As Jesus told the apostles, “If I do not go away, the helper will not come to you; but if I go, I will send him to you” (Jn 16:7). The Spirit of the Lord will declare the truth, taking what belongs to Jesus and declaring it to the church. Among what belongs to Jesus is his resurrected life and his victory over sin, sinners, death, Satan, and hell, all celebrated in the Easter feast. Until the Day of the resurrected Lord, the church is not left alone. The Lord pours out the Easter gift: the resurrection Spirit fills the lives of the apostles. Here is the beginning of the end. The flames of the living Spirit upon the apostles signal the fulfillment of the Prophet Joel’s word: “In the last days it shall be, God declares, that I will pour out my Spirit on all flesh” (Acts 2:17). In the anointing of the Spirit there is the life of the resurrected Jesus. God put his Spirit within his apostolic church on the day of Pentecost, and the church lives (Ez 37:14), “an exceedingly great army” (Ez 37:10).

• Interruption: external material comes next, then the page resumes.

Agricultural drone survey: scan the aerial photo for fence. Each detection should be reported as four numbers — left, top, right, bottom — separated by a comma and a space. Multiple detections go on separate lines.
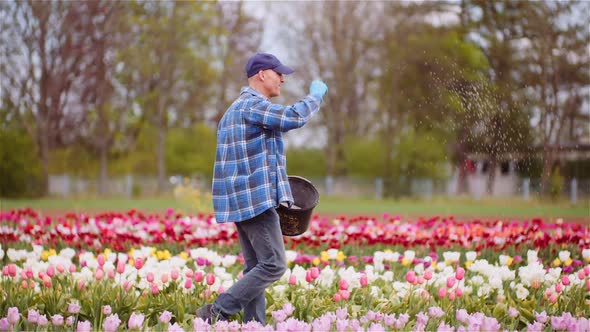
48, 174, 589, 203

Peter’s Pentecost sermon announces the fulfillment of God’s promise. The apostles proclaimed in the tongues/languages of the world the mighty saving deeds of God culminating in the resurrection of the Son of God. The Spirit is active in Peter’s words convicting the hearers concerning sin, righteousness, and judgment. As a result the Israelites from all nations cry out for mercy and life and repent and are baptized in the name of Jesus Christ. It is the Pentecost of the Jewish church, the new Israel, and the first fruits of the church. Yet, even Peter’s words hint that the mighty deeds of God are even mightier: “For the promise is for . . . everyone who is far off, everyone whom the Lord God calls to himself.” Even Peter was shocked to realize that the promise extended to those outside Israel. So, God commands him to show no partiality and to preach Jesus Christ the Lord to Cornelius and the Gentiles in Caesarea. And while Peter is preaching “the Holy Spirit fell on all who heard the word” (Acts 10:44). It is Pentecost again, the Pentecost of the Gentiles. So, by the anointing of the Spirit, the Gentiles are grafted into the original stock of Jewish believers. The gift of the resurrection comes to fruition in the Gentile Pentecost as peoples of all the nations die and rise in the baptismal bath of the Holy Spirit.

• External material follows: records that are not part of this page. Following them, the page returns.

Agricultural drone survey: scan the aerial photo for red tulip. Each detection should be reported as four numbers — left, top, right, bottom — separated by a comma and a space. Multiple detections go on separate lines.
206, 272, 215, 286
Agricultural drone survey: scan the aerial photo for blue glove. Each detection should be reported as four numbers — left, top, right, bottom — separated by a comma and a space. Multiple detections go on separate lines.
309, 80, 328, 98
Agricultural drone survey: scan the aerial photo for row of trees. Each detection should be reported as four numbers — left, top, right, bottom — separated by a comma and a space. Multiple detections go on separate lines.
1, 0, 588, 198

Pentecost Day should celebrate the pouring out of the Holy Spirit upon Jewish and Gentile believers. It should be a baptismal celebration day. Those not baptized at the Easter vigil should be baptized today. And in the divine service consider replacing the public confession and absolution with a rite of baptismal remembrance and renewal, perhaps including anointing of the forehead and hands in remembrance of baptismal identity and the life of Christian service. Read the word in the languages of the world, especially those spoken in your corner of the global community. Burn candles on special candelabras and candle stands throughout the nave. And focus on the paschal candle on this Easter finale. End the service with the procession of the candle out the doors of the church into the world that God seeks to reclaim for himself. So, bear witness “that everyone who believes in him receives forgiveness of sins through his name” (Acts 10:43).